Desde la primera revolución industrial en adelante, cada cambio tecnológico ha tenido impacto en el mundo del trabajo. También en cada oportunidad se levantaron voces que auguraron la desaparición de los puestos de trabajo.
Incluso, en los años noventa del siglo pasado, hasta se publicaron libros que tuvieron enorme repercusión como el de Jeremy Rifkin, titulado “El fin del trabajo” en el que se pronosticaba que no habría trabajo para los seres humanos en un futuro muy cercano.
Sin embargo, en cada oportunidad, el mercado de trabajo sufrió transformaciones significativas, pero lejos de generar una reducción de puestos laborales, por el contrario, su impacto produjo un aumento creciente y constante del empleo.

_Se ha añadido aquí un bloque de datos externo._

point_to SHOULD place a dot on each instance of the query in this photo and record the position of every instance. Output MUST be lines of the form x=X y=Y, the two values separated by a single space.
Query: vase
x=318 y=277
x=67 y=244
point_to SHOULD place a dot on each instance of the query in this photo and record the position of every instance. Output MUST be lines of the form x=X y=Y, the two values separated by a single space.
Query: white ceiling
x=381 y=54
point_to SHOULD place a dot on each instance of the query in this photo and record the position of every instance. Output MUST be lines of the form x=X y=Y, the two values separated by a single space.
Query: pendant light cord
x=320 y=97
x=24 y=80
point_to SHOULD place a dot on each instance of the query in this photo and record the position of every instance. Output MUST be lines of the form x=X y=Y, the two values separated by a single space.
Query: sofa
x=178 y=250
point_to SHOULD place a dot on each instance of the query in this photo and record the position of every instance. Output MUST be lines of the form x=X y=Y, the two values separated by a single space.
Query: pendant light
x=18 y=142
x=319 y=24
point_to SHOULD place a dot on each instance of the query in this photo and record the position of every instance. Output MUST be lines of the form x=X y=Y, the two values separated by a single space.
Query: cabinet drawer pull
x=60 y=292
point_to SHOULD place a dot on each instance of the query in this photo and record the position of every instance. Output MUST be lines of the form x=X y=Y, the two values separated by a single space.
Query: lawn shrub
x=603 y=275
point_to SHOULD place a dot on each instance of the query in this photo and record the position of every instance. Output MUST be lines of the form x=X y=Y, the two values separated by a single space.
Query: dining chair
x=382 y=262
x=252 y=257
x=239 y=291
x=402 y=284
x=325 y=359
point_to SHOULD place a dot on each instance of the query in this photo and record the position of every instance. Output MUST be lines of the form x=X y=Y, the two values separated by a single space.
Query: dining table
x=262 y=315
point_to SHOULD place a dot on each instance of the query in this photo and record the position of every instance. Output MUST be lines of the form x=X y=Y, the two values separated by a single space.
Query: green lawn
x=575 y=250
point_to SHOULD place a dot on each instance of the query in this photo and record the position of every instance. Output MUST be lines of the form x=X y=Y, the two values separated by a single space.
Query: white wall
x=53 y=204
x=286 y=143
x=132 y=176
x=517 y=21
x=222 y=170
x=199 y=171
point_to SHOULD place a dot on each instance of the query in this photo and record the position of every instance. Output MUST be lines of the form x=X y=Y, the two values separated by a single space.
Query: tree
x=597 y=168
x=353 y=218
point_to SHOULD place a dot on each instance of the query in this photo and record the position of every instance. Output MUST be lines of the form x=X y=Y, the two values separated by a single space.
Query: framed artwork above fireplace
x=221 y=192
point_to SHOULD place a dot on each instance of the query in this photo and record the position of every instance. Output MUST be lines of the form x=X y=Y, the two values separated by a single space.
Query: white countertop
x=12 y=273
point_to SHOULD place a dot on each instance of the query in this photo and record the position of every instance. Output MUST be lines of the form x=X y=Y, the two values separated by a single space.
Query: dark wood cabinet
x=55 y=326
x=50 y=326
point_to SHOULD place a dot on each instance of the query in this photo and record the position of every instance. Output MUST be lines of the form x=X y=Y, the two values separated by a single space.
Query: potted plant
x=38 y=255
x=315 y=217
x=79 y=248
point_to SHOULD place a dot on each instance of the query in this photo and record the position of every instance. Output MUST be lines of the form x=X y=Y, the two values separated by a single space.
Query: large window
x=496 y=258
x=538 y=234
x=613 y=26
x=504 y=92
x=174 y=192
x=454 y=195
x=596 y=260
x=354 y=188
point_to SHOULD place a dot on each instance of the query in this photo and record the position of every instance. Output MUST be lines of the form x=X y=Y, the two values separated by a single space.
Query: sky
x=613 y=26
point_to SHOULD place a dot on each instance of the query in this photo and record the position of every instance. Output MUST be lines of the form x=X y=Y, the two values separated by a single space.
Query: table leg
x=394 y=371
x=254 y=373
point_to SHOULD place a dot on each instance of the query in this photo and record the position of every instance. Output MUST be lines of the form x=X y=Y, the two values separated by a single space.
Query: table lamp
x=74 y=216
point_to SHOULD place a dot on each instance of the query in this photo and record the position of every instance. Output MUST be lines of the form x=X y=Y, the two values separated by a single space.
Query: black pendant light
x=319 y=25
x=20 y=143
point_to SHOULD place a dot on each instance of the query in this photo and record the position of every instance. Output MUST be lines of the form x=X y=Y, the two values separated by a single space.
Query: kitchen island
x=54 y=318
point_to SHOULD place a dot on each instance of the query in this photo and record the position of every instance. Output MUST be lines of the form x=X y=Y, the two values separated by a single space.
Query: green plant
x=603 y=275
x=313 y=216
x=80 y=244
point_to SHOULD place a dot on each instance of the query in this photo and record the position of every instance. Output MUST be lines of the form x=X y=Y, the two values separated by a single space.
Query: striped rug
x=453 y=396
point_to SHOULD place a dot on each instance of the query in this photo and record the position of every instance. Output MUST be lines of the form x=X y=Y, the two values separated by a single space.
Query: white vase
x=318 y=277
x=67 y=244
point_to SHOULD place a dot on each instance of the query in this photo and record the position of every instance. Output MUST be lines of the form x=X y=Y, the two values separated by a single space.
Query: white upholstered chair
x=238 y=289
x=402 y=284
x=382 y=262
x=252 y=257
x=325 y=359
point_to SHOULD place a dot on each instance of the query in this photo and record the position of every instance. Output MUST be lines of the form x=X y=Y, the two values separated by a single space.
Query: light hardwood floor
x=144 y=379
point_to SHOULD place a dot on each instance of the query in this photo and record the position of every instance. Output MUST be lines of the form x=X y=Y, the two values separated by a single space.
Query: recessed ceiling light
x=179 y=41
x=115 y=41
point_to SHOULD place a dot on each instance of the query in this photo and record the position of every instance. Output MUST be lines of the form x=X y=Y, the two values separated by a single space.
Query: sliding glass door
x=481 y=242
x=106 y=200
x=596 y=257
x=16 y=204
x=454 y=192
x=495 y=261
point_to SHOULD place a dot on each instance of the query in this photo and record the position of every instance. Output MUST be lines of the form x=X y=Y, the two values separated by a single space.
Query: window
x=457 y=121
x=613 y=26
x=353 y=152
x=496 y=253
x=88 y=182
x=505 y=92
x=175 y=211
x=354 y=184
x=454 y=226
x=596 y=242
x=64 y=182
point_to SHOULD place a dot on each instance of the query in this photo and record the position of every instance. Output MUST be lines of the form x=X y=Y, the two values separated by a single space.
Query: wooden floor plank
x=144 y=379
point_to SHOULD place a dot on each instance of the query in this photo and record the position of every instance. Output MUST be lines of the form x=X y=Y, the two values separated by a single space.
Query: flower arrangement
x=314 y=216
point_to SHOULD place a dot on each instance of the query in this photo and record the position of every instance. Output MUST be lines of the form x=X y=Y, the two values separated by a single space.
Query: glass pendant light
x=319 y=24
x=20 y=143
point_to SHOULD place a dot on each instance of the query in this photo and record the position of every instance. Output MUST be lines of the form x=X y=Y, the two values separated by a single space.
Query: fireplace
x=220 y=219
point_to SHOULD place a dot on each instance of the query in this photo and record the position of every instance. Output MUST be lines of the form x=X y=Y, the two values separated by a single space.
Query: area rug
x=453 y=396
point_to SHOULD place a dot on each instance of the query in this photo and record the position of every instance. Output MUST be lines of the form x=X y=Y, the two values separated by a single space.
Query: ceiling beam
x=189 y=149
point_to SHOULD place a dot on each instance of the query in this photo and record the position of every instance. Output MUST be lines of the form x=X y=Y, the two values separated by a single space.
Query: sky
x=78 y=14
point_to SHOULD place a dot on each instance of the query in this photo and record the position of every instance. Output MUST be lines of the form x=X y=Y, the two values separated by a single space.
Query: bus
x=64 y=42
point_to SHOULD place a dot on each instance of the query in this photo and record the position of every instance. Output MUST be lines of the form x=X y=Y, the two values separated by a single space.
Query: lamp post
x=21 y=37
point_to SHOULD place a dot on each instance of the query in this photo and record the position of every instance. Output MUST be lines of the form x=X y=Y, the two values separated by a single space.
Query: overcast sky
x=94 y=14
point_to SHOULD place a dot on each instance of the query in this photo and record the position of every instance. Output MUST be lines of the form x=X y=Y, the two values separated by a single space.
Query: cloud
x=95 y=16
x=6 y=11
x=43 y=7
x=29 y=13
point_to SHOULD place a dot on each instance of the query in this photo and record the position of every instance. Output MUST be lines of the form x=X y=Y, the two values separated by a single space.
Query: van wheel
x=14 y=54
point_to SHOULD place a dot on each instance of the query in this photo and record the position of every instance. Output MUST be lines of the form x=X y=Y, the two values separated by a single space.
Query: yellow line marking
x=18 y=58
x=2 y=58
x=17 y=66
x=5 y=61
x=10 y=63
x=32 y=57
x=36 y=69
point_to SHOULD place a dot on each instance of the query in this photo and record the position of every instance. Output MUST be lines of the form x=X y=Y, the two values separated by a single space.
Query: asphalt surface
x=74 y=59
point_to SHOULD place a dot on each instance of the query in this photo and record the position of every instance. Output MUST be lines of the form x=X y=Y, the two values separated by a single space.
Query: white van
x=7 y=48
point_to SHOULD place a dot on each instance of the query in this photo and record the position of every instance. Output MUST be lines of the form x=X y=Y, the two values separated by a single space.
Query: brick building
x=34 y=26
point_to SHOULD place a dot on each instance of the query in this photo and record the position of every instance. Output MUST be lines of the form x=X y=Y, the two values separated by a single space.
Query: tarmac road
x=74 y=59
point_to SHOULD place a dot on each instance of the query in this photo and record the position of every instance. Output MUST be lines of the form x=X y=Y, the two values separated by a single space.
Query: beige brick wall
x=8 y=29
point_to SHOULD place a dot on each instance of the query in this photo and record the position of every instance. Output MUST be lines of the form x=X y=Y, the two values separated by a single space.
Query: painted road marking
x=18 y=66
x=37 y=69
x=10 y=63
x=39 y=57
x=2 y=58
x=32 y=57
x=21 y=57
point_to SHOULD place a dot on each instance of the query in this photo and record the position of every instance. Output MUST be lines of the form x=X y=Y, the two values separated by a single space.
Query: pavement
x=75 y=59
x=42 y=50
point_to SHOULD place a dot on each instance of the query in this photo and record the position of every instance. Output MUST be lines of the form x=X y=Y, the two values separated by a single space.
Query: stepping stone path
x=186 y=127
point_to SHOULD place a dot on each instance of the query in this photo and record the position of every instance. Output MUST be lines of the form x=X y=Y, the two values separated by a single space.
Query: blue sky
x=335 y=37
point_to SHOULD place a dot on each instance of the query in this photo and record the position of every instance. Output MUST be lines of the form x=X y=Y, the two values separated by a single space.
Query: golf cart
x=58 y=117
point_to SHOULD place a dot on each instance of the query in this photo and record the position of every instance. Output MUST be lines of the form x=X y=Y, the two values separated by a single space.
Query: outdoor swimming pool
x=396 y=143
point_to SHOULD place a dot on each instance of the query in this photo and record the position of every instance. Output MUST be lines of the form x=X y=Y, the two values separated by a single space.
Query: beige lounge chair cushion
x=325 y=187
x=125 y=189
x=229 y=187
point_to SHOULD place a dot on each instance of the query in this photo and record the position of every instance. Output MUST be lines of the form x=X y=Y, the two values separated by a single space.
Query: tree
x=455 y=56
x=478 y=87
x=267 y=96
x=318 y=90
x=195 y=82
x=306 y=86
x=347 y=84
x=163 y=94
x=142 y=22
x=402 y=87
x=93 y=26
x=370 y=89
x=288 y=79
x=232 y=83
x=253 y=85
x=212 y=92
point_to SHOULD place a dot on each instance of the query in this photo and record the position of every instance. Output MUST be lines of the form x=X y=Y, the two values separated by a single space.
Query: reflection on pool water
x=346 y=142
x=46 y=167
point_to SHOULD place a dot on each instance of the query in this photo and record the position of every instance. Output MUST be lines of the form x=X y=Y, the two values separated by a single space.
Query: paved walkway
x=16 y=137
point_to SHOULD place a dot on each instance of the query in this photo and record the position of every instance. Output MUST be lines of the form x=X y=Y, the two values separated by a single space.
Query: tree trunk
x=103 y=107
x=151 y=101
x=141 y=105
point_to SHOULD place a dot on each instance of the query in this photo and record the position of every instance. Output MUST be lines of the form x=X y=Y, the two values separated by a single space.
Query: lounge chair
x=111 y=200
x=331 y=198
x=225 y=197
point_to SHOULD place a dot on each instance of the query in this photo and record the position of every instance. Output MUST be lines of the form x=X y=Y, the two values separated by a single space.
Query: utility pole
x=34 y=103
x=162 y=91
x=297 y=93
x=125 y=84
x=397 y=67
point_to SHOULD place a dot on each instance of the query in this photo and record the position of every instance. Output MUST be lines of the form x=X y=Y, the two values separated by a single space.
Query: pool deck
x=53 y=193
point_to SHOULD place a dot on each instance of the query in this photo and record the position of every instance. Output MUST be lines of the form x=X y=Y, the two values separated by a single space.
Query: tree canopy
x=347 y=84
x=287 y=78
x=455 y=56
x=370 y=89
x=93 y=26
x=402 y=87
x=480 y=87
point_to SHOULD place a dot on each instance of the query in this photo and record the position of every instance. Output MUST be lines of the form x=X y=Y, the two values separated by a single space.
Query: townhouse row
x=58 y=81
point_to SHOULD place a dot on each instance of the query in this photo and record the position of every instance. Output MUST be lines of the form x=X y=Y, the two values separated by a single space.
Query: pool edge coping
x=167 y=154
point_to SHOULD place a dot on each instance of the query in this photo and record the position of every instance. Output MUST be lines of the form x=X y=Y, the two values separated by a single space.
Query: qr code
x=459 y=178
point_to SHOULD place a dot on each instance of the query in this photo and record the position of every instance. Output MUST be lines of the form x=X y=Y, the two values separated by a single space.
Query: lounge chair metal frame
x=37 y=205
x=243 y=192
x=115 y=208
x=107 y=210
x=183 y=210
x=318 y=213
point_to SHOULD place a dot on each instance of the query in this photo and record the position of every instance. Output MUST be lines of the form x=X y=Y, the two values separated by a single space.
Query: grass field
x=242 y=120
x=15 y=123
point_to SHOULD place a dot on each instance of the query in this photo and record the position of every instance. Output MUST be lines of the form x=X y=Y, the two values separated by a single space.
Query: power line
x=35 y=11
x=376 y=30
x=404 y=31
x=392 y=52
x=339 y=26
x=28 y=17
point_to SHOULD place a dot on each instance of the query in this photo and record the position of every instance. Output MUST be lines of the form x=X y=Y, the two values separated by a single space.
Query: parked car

Así ha ocurrido hasta ahora. Y los cambios no han sido menores, por el contrario, han existido transformaciones muy abruptas que alteraron las formas de producción económica, los servicios y la vida cotidiana de la gente. Todas estas transformaciones produjeron, además, un incremento muy significativo del crecimiento de la economía en todas partes del mundo.
Se debe anotar, además, que el ritmo de los cambios tecnológicos se ha acelerado enormemente, lo que antes llevaba décadas, ahora transcurre en pocos años.
De hecho, sólo tomando en consideración esta década, en apenas seis años, asistimos a la incorporación del teletrabajo, acelerado además por la pandemia del Coronavirus, que cambió en muchos aspectos los vínculos laborales.
También se incorporó al mundo del trabajo una nueva forma de relación laboral a partir del surgimiento y multiplicación de las aplicaciones, lo que ha cambiado la forma de relación entre trabajadores y empleadores.
Pero ninguno de estos cambios es comparable con la emergencia de la Inteligencia Artificial.
Este es un cambio de tal magnitud que todavía hoy no somos capaces de evaluar el impacto que tendrá en la vida de las sociedades humanas. Ya no es tan fácil pensar que este nuevo salto tecnológico no impacte en la cantidad de empleos futuros. Quizás, a diferencia de todos los cambios anteriores, finalmente este nuevo salto implique una reducción del número de trabajos posibles.
No es posible asegurarlo. Pero lo que sí es muy evidente es que se está produciendo nuevamente un cambio profundo del mercado de trabajo y de los roles laborales; aunque con mayor celeridad, profundidad y abarcabilidad.
Habrá nuevos roles laborales que requerirán de otras aptitudes y competencias, pero la otra cara de la moneda es el profundo impacto que tiene sobre un creciente número de puestos laborales que dejarán de ser requeridos porque las prestaciones de la Inteligencia Artificial se harán cargo de sustituirlos.
Frente a este escenario es imprescindible llevar adelante acciones de política pública urgentes.
En primer lugar, implica tener la mayor capacidad posible de pronosticar cuáles serán los puestos de trabajo que desaparecerán en el corto y mediano plazo para prevenir o amortiguar su impacto social.
En segundo lugar, es necesario prever qué nuevos roles laborales serán necesarios en los nuevos tiempos. Algunas pistas razonables indican que el futuro del trabajo se orienta hacia una valoración creciente de las habilidades digitales y, también, a la importancia de las habilidades transversales o blandas, es decir aquellas que implican ciertas aptitudes de empleabilidad que están más allá de las especializaciones concretas.
De cualquier modo, lo que resulta evidente es que esta transformación no ocurre sin grandes costos sociales. En efecto, han sido y serán muchos los trabajadores cuyas competencias y habilidades dejarán de ser requeridas y, por lo tanto, muchos ciudadanos se enfrentarán a la angustia de no estar calificados para el nuevo mundo laboral.
Por eso es muy importante que las instituciones del Estado encargadas de la calificación para el mundo laboral asuman la enorme responsabilidad de construir y actualizar las opciones de formación necesarias, ofreciendo de manera oportuna, capacitación y cursos con urgencia en línea con el mundo venidero.
Es por eso que el sistema educativo formal y, especialmente la Educación Técnico Profesional, por un lado, y el Instituto Nacional de Empleo y Formación Profesional, por otro, deberían actualizarse con total urgencia de manera tal de estar a la altura de los desafíos pendientes.
Esta es la única manera de responder al enorme problema que tenemos por delante y evitar que muchos uruguayos, en particular los más débiles y vulnerables, se queden por el camino, con el consiguiente impacto de aumentar la crisis de nuestra integración social.